The basic idea is to do sparse matrix-vector multiplication(SpMV) with CUSP under Compressed Sparse Row(CSR) Compressed format ,the code is below:
the code of csr.cu
#include <string.h>
#include "fileproc.h"
#include <cusp/csr_matrix.h>
#include <cusp/detail/device/spmv/csr_vector.h>
#define VALUETYPE float
#define INDEXTYPE int
using namespace std;
int main( int argc, char *argv[] )
{
string file=argv[1];
INDEXTYPE m;
INDEXTYPE n;
INDEXTYPE nnz;
INDEXTYPE * rowA,*colA;
VALUETYPE * valA;
readFile(file,colA,rowA,valA,m,n,nnz);
//the code will be omitted because of too much of them
return 0;
}
the code of fileproc.h
#ifndef _FILEPROC_H_
#define _FILEPROC_H_
#include <string>
#include <iostream>
#include <fstream>
/*triples for storing original data from files */
template <class T, class ITYPE>
struct Triple
{
ITYPE row; // row index
ITYPE col; // col index
T val; // value
};
/*counting the nonzeros along the rows*/
template <typename ITYPE>
ITYPE CumulativeSum (ITYPE * arr, ITYPE size)
{
ITYPE prev;
ITYPE tempnz = 0 ;
for (ITYPE i = 0 ; i < size ; ++i)
{
prev = arr[i];
arr[i] = tempnz;
tempnz += prev ;
}
return (tempnz) ; // return sum
}
/*convert the matrix to triples*/
template <typename T,typename ITYPE>
void Triple_init(std::string fileName,Triple<T,ITYPE> *A)
{
ITYPE flops;
//cout <<"reading input matrix in text(ascii).."<<endl;
int m,n,nnz;
std::ifstream infile(fileName.c_str());
char line[256];
char c=infile.get();
while(c=='%')
{
infile.getline(line,256);
c=infile.get();
}
infile.unget();
infile>>m>>n>>nnz;
flops=nnz*2;
if(infile.is_open())
{
ITYPE cnz=0;
while (!infile.eof() && cnz<nnz)
{
infile>>A[cnz].row>>A[cnz].col>>A[cnz].val;
A[cnz].row--;
A[cnz].col--;
//cout<<A[cnz].row<<" "<<A[cnz].col<<" "<<A[cnz].val<<endl;
++cnz;
}
std::assert(cnz==nnz);
}
infile.close();
}
/*assigned the value to m(row),n(column) and nnz(the number of non-zeros)*/
template <typename ITYPE>
void init_nnz(std::string fileName,ITYPE& m,ITYPE& n,ITYPE& nnz)
{
ITYPE flops;
std::cout <<"reading input matrix in text(ascii).."<<std::endl;
std::ifstream infile(fileName.c_str());
char line[256];
char c=infile.get();
while(c=='%')
{
infile.getline(line,256);
c=infile.get();
}
infile.unget();
infile>>m>>n>>nnz;
infile.close();
}
/*convert to CSR format*/
template <class T,class ITYPE>
void init_csr(Triple<T,ITYPE> * triples,ITYPE *& jc,ITYPE *& ir,T *& num,ITYPE m,ITYPE n,ITYPE size)
{
// Constructing empty Csr objects (size = 0) are not allowed.

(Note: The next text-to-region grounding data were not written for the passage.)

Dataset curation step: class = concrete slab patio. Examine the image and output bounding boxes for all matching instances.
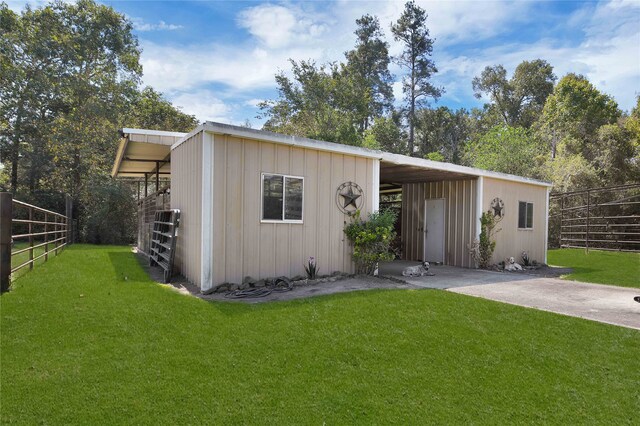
[380,260,640,330]
[378,260,569,289]
[450,279,640,330]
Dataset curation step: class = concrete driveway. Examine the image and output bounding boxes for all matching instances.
[380,261,640,330]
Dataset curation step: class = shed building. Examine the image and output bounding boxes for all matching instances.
[112,122,552,292]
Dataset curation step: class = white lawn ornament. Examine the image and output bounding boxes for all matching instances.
[504,256,523,271]
[402,261,432,277]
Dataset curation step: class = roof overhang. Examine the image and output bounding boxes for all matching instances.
[111,128,187,178]
[381,152,553,187]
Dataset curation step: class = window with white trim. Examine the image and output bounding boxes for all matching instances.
[518,201,534,229]
[261,173,303,222]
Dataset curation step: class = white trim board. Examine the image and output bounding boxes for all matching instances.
[200,131,213,292]
[121,128,187,138]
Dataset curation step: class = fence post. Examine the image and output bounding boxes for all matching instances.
[1,192,13,293]
[560,195,564,248]
[586,190,590,253]
[65,195,73,245]
[28,207,33,269]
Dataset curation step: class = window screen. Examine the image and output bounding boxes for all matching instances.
[518,201,533,229]
[262,174,303,222]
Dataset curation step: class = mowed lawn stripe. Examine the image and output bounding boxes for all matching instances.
[1,245,638,424]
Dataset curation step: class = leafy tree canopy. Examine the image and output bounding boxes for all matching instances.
[472,59,556,128]
[464,125,545,178]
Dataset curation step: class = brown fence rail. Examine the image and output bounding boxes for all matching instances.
[0,192,73,292]
[549,183,640,252]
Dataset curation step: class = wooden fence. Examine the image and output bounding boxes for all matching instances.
[549,183,640,252]
[0,192,73,292]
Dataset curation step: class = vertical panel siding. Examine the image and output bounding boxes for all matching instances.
[170,133,203,285]
[402,179,477,267]
[209,136,375,285]
[482,177,547,264]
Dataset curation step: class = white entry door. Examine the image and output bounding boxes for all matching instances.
[423,199,445,263]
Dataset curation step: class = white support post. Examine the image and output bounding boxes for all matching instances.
[544,187,550,264]
[475,176,484,240]
[200,131,214,292]
[371,159,380,212]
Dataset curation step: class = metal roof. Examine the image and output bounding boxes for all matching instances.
[112,123,552,187]
[111,128,186,178]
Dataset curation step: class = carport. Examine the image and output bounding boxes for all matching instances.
[111,128,185,197]
[379,152,551,267]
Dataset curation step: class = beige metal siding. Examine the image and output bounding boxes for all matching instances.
[402,179,477,267]
[482,177,547,264]
[170,132,203,285]
[208,134,375,285]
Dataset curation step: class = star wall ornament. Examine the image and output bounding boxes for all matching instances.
[336,181,364,215]
[491,197,505,218]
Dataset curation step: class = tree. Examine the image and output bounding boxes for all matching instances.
[594,123,638,184]
[463,125,545,178]
[472,59,556,128]
[0,0,204,244]
[46,0,141,203]
[0,3,66,193]
[259,60,361,145]
[539,148,600,193]
[344,14,394,132]
[625,96,640,166]
[391,1,442,156]
[538,73,619,160]
[415,107,470,163]
[363,116,406,154]
[127,87,198,132]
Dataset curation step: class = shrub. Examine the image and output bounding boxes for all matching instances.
[344,209,397,275]
[469,210,500,268]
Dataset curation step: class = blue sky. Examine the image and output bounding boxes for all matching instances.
[8,0,640,127]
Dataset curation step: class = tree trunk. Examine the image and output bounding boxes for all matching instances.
[10,102,25,194]
[409,96,415,156]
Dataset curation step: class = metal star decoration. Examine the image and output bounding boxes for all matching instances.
[340,186,361,209]
[335,181,364,215]
[491,197,504,218]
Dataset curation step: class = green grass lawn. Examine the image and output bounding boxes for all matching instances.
[547,248,640,288]
[11,241,63,280]
[2,245,639,424]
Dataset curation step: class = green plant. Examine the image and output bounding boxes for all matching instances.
[469,210,500,268]
[344,209,397,275]
[304,256,318,279]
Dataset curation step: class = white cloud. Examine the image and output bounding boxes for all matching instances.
[432,0,640,111]
[392,81,404,102]
[139,0,638,123]
[140,40,328,93]
[244,99,264,108]
[170,90,232,123]
[237,3,330,49]
[132,18,183,32]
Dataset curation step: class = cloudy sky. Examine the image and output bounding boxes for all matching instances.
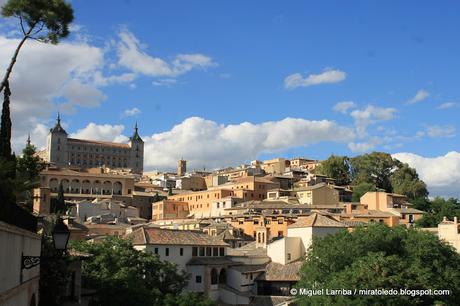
[0,1,459,197]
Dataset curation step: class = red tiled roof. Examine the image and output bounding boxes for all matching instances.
[288,213,346,228]
[129,227,228,246]
[257,260,302,281]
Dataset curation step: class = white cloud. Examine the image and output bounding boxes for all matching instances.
[152,78,177,87]
[333,101,356,114]
[0,35,106,153]
[69,123,129,143]
[142,116,355,170]
[117,28,215,77]
[123,107,141,117]
[407,89,429,104]
[348,141,376,153]
[284,69,346,89]
[350,105,397,136]
[392,151,460,197]
[437,102,457,110]
[93,71,136,86]
[426,125,456,138]
[61,80,107,109]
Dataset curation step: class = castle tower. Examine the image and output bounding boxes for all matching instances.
[129,122,144,174]
[46,113,68,166]
[177,159,187,176]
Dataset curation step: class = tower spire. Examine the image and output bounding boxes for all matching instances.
[26,133,31,146]
[57,112,61,125]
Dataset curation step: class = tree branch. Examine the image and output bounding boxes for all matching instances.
[0,21,38,94]
[19,16,26,36]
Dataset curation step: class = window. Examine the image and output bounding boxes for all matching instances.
[154,248,158,255]
[206,247,212,256]
[213,247,218,256]
[253,220,259,225]
[180,248,184,256]
[278,231,283,237]
[195,276,202,283]
[199,247,205,256]
[165,248,169,256]
[287,253,291,260]
[278,219,283,224]
[219,247,225,256]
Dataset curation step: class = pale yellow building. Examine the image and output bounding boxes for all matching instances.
[261,158,288,174]
[294,183,340,206]
[438,217,460,253]
[360,191,424,225]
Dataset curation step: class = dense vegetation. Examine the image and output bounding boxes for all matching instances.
[315,152,428,201]
[70,237,215,306]
[296,224,460,306]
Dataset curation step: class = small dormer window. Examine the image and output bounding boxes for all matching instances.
[57,138,61,143]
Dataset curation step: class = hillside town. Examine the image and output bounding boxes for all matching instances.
[2,117,458,305]
[1,1,460,306]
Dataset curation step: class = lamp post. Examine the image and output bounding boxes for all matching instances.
[21,217,70,273]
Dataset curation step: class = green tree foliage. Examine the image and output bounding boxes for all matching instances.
[317,152,428,201]
[0,0,74,92]
[351,182,378,202]
[296,224,460,306]
[70,237,213,306]
[350,152,396,192]
[14,139,45,210]
[314,155,351,185]
[390,163,428,200]
[163,292,216,306]
[16,138,45,181]
[416,197,460,227]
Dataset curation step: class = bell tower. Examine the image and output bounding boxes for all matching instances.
[47,113,68,166]
[129,122,144,174]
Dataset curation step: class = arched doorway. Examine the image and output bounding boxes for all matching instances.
[210,268,218,285]
[219,268,227,284]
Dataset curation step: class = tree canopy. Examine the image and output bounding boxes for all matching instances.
[416,197,460,227]
[70,237,215,306]
[314,155,351,186]
[296,224,460,305]
[315,152,428,201]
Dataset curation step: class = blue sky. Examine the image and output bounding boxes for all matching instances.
[0,0,459,196]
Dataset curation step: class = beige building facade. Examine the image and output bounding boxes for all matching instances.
[40,115,144,174]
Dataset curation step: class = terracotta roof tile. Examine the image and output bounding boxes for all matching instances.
[130,227,228,246]
[288,213,346,228]
[257,260,303,281]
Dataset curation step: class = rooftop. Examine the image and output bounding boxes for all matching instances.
[129,227,228,246]
[257,260,302,281]
[288,213,346,228]
[67,137,130,148]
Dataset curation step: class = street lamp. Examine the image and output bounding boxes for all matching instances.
[21,217,70,273]
[52,217,71,252]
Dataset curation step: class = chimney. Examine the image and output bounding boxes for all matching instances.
[443,216,447,222]
[345,204,352,214]
[454,216,458,224]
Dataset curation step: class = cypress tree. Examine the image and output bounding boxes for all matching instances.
[0,80,12,160]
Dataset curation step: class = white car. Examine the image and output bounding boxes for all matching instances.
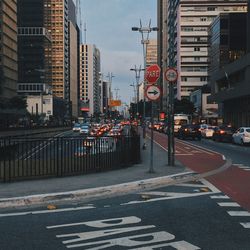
[232,127,250,145]
[201,126,216,138]
[72,123,81,132]
[80,125,90,135]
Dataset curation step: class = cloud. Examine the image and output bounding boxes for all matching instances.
[81,0,157,104]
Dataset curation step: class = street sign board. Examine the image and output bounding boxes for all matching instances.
[109,100,121,107]
[145,64,161,84]
[164,67,178,82]
[145,85,161,101]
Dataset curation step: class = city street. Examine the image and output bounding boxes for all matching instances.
[150,130,250,212]
[0,178,249,249]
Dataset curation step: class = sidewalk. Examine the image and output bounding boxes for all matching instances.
[0,137,190,208]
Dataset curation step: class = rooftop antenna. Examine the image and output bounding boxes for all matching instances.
[84,22,87,44]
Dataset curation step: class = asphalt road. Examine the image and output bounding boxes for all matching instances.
[0,179,249,249]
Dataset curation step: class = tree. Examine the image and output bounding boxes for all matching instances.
[174,98,195,115]
[8,96,27,110]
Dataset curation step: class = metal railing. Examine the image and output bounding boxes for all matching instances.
[0,135,140,182]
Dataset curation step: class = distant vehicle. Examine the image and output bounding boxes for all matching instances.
[72,123,81,132]
[177,124,201,140]
[201,126,217,138]
[80,125,90,135]
[232,127,250,145]
[74,138,115,157]
[174,114,191,133]
[212,125,236,142]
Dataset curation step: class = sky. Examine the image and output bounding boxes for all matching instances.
[80,0,157,104]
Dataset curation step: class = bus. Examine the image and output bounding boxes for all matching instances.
[174,114,191,133]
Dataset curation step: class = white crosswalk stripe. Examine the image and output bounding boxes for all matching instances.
[227,211,250,216]
[240,222,250,228]
[210,195,230,199]
[233,164,250,171]
[212,197,250,230]
[217,202,241,207]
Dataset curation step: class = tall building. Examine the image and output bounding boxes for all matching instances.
[146,39,157,66]
[167,0,247,100]
[80,44,101,116]
[68,0,80,118]
[17,0,52,96]
[0,0,18,100]
[157,0,168,112]
[209,12,247,75]
[47,0,69,116]
[208,10,250,127]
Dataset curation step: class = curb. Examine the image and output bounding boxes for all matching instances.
[0,159,232,209]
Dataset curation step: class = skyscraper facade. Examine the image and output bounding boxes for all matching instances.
[146,39,158,66]
[80,44,101,116]
[68,0,80,118]
[157,0,168,112]
[167,0,247,100]
[0,0,18,100]
[17,0,52,96]
[47,0,69,113]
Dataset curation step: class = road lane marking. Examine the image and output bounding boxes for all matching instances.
[176,140,217,156]
[147,136,193,155]
[175,183,208,188]
[233,164,250,171]
[0,205,95,218]
[227,211,250,216]
[48,216,200,249]
[240,222,250,228]
[47,216,142,229]
[217,202,241,207]
[120,191,218,206]
[210,195,230,199]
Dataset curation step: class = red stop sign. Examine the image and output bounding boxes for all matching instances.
[145,64,161,84]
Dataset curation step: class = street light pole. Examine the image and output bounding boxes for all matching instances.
[130,65,144,120]
[106,72,115,118]
[131,19,158,150]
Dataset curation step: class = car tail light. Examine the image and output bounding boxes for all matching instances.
[220,130,225,134]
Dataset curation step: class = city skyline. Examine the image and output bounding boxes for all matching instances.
[81,0,157,104]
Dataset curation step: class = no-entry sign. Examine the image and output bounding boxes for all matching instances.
[164,67,178,82]
[145,64,161,84]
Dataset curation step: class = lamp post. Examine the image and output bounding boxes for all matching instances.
[131,19,158,149]
[130,65,144,120]
[106,72,115,117]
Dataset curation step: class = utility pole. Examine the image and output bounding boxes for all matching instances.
[130,65,144,120]
[131,19,158,150]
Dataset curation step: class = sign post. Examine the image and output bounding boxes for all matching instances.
[164,67,178,166]
[145,65,161,173]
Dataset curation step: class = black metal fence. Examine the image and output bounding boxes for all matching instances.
[0,135,140,182]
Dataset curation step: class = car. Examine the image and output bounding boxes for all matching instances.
[74,140,115,157]
[212,125,236,142]
[177,124,201,140]
[72,123,81,132]
[232,127,250,145]
[201,126,217,138]
[80,125,90,135]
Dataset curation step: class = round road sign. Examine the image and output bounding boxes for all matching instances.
[164,67,178,82]
[145,85,161,101]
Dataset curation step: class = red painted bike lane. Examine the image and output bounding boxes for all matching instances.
[147,130,250,211]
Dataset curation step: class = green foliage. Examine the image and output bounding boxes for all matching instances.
[8,96,27,110]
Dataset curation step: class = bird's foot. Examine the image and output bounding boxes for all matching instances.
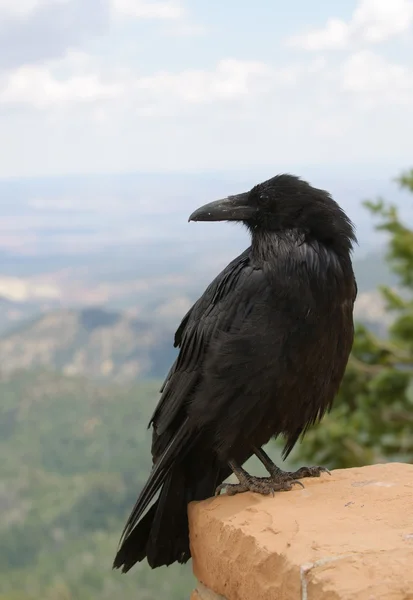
[252,447,330,486]
[269,465,331,481]
[215,473,303,497]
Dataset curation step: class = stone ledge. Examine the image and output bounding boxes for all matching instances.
[188,462,413,600]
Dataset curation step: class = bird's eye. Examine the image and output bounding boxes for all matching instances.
[259,192,270,205]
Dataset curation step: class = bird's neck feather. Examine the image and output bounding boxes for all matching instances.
[250,228,304,263]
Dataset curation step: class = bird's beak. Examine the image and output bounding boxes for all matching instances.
[188,192,255,222]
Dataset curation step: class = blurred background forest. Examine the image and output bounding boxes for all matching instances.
[2,0,413,598]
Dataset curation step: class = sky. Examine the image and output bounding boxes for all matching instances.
[0,0,413,178]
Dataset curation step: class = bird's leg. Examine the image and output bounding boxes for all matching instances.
[215,459,304,497]
[253,446,330,482]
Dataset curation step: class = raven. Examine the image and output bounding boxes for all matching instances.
[113,173,357,573]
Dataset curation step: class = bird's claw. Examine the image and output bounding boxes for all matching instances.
[287,465,331,479]
[215,475,303,497]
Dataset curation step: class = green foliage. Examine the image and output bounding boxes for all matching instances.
[0,371,194,599]
[290,169,413,469]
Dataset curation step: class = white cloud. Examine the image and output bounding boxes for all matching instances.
[0,0,109,70]
[110,0,184,20]
[0,0,68,19]
[288,18,349,51]
[341,50,413,99]
[286,0,413,51]
[109,0,206,39]
[0,58,273,112]
[0,65,122,109]
[0,4,413,178]
[353,0,413,43]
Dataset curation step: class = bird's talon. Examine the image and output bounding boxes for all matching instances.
[291,479,305,489]
[285,465,331,480]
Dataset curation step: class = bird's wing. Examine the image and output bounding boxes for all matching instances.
[148,247,257,443]
[117,248,264,546]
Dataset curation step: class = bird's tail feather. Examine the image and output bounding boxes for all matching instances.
[113,465,189,571]
[113,503,157,570]
[116,418,193,553]
[146,463,190,567]
[113,449,227,571]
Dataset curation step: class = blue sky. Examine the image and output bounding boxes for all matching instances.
[0,0,412,178]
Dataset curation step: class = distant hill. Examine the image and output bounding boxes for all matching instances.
[0,307,177,382]
[0,295,42,336]
[0,268,395,383]
[0,370,194,599]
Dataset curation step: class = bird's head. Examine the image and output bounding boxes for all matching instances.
[189,174,356,252]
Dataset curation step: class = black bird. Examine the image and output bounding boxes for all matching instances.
[113,173,357,573]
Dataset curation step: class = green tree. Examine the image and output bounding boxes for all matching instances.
[292,169,413,469]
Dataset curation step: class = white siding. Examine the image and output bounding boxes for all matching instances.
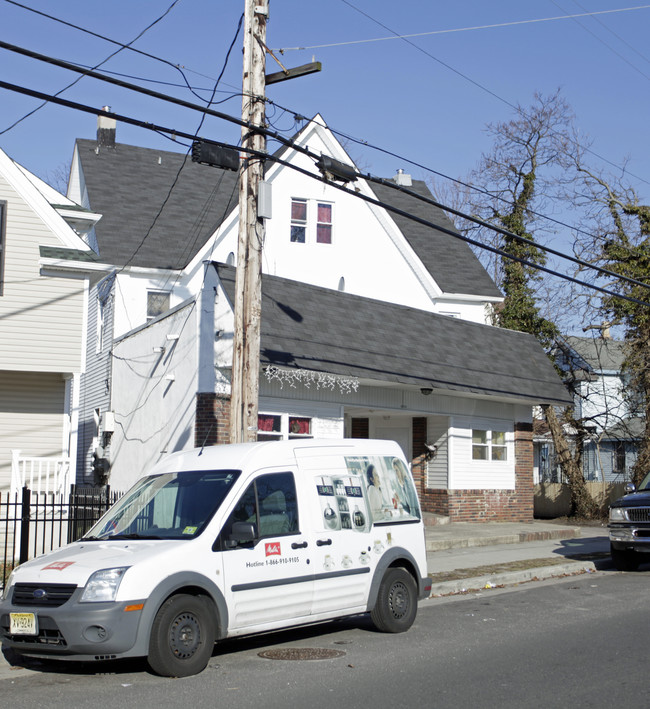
[0,175,85,372]
[426,415,450,489]
[449,415,515,490]
[0,371,66,489]
[108,302,199,491]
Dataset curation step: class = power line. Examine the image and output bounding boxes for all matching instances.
[0,0,183,136]
[1,0,207,103]
[3,38,648,292]
[275,4,650,51]
[2,78,648,310]
[337,0,650,189]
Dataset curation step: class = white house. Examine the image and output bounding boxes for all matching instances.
[0,147,100,494]
[534,334,641,483]
[52,115,569,521]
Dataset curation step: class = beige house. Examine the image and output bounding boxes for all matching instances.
[0,147,100,494]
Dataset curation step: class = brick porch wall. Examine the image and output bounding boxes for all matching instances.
[194,393,231,447]
[414,420,534,523]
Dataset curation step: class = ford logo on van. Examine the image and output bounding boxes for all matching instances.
[33,588,47,600]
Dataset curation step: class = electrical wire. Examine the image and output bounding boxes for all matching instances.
[0,0,183,136]
[1,0,207,103]
[3,77,649,310]
[337,0,650,189]
[5,6,645,256]
[2,38,645,282]
[275,5,650,51]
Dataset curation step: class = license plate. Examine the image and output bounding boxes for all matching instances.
[10,612,37,636]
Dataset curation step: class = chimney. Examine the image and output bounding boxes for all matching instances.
[393,168,412,186]
[97,107,116,149]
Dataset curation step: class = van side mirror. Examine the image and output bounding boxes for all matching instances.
[226,521,257,547]
[625,482,636,495]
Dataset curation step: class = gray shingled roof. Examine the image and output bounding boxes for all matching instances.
[76,138,501,297]
[215,264,570,405]
[562,335,626,372]
[369,180,502,298]
[76,139,238,269]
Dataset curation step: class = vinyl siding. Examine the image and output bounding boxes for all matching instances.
[426,415,449,489]
[0,175,85,372]
[76,281,114,483]
[0,370,66,489]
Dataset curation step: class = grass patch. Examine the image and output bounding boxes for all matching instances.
[429,552,609,583]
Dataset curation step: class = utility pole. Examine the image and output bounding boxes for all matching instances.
[230,0,268,443]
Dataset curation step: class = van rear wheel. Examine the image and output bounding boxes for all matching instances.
[148,594,215,677]
[371,567,417,633]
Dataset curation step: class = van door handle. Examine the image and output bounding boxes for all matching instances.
[291,541,308,549]
[316,538,332,546]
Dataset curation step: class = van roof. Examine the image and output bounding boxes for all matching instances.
[147,438,404,476]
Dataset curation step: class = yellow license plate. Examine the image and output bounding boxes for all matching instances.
[10,612,37,635]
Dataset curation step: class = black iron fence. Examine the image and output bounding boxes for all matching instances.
[0,485,122,589]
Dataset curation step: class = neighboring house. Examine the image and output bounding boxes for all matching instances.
[51,114,570,521]
[533,333,641,483]
[0,147,100,494]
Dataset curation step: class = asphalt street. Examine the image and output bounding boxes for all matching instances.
[1,570,648,708]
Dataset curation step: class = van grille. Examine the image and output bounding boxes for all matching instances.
[12,584,77,607]
[627,508,650,523]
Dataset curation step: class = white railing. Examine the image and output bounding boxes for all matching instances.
[10,450,71,497]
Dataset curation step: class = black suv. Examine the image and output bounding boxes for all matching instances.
[609,473,650,570]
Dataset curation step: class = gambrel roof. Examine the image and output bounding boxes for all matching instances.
[215,263,570,406]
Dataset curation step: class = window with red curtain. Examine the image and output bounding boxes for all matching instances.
[316,203,332,244]
[290,199,307,243]
[258,414,281,433]
[289,417,311,435]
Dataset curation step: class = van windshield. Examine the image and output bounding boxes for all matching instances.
[82,470,240,541]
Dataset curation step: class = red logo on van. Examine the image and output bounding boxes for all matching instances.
[265,542,281,557]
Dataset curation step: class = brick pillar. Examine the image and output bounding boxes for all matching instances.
[514,421,534,521]
[195,393,232,448]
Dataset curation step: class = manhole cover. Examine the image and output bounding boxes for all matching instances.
[258,648,346,661]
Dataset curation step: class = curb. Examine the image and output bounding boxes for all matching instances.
[427,559,599,597]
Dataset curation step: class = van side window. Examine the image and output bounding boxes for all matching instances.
[221,472,299,547]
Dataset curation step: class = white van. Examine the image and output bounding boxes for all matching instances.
[0,439,430,677]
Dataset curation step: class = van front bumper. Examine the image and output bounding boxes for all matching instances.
[0,594,147,661]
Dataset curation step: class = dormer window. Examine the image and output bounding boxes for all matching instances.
[290,198,333,245]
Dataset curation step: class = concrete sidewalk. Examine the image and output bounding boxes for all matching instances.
[424,518,611,596]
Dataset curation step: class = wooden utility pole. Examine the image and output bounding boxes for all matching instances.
[230,0,268,443]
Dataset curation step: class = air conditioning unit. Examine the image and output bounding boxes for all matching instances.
[100,411,115,435]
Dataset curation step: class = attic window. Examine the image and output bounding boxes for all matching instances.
[147,290,170,322]
[290,198,333,245]
[290,199,307,243]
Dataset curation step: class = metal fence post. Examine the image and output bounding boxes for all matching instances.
[19,486,31,564]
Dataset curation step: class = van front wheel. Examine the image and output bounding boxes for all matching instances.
[371,567,417,633]
[148,594,215,677]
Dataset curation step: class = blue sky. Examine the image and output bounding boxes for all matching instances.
[2,1,650,222]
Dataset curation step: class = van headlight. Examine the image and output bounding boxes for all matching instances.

assert(size != 0 && n != 0);
ITYPE * w = new ITYPE[m]; // workspace of size n (# of columns)
for(ITYPE k = 0; k < m; ++k)
w[k] = 0;
for (ITYPE k = 0 ; k < size ; ++k)
{
int tmp = triples[k].row;
w [ tmp ]++ ; // column counts (i.e, w holds the "col difference array")
}
if(size > 0)
{
ir[m] = CumulativeSum (w, m) ; // cumulative sum of w
for(ITYPE k = 0; k < m; ++k)
ir[k] = w[k];
ITYPE last;
for (ITYPE k = 0 ; k < size ; ++k)
{
jc[ last = w[ triples[k].row ]++ ] = triples[k].col ;
num[last] = triples[k].val ;
}
}
delete [] w;
}
/*
** convert the file into CSR format
*/
template <class T,class ITYPE>
void readFile(std::string name,ITYPE *& jc,ITYPE *& ir,T *& num,ITYPE & m,ITYPE & n,ITYPE &nnz)
{
init_nnz<ITYPE>(name,m,n,nnz);
Triple<T,ITYPE> * A=new Triple<T,ITYPE>[nnz];
Triple_init<T,ITYPE>(name,A);
init_csr(A,jc,ir,num,m,n,nnz);
}
#endif
the makefile is below:
NVIDIA = $(HOME)/NVIDIA_CUDA-5.0_Samples
CUDA = /usr/local/cuda-5.0
CUSP = /home/taoyuan/setup_package
NVIDINCADD = -I$(NVIDIA)/common/inc
CUDAINCADD = -I$(CUDA)/include
CC = -L/usr/lib64/ -lstdc++
GCCOPT = -O2 -fno-rtti -fno-exceptions
INTELOPT = -O3 -fno-rtti -xW -restrict -fno-alias
SPMV = $(CUSP)/cusp/detail/device/spmv
#DEB = -g
#NVCC = -G
#ARCH = -arch=sm_20
ARCH = -arch=sm_35
csr:csr.cu
nvcc $(DEB) $(NVCC) $(ARCH) $(CC) -lm $(NVIDINCADD) -I$(CUSP) -I$(SPMV) -I$(THRUST) -lcusparse -I./ -o $(#) $(<)
the OS is redhat Enterprise Linux Server release 6.2, the software is cuda-5.0 and thrust 1.5.1 which is setup at directory named "/home/taoyuan/setup_package", GPU is k20M.
while compiling the program, I got the error below:
the error is "fileproc.h(60): error: expected an identifier"
Use assert instead of std::assert - assert is a macro, so it is not in the std namespace.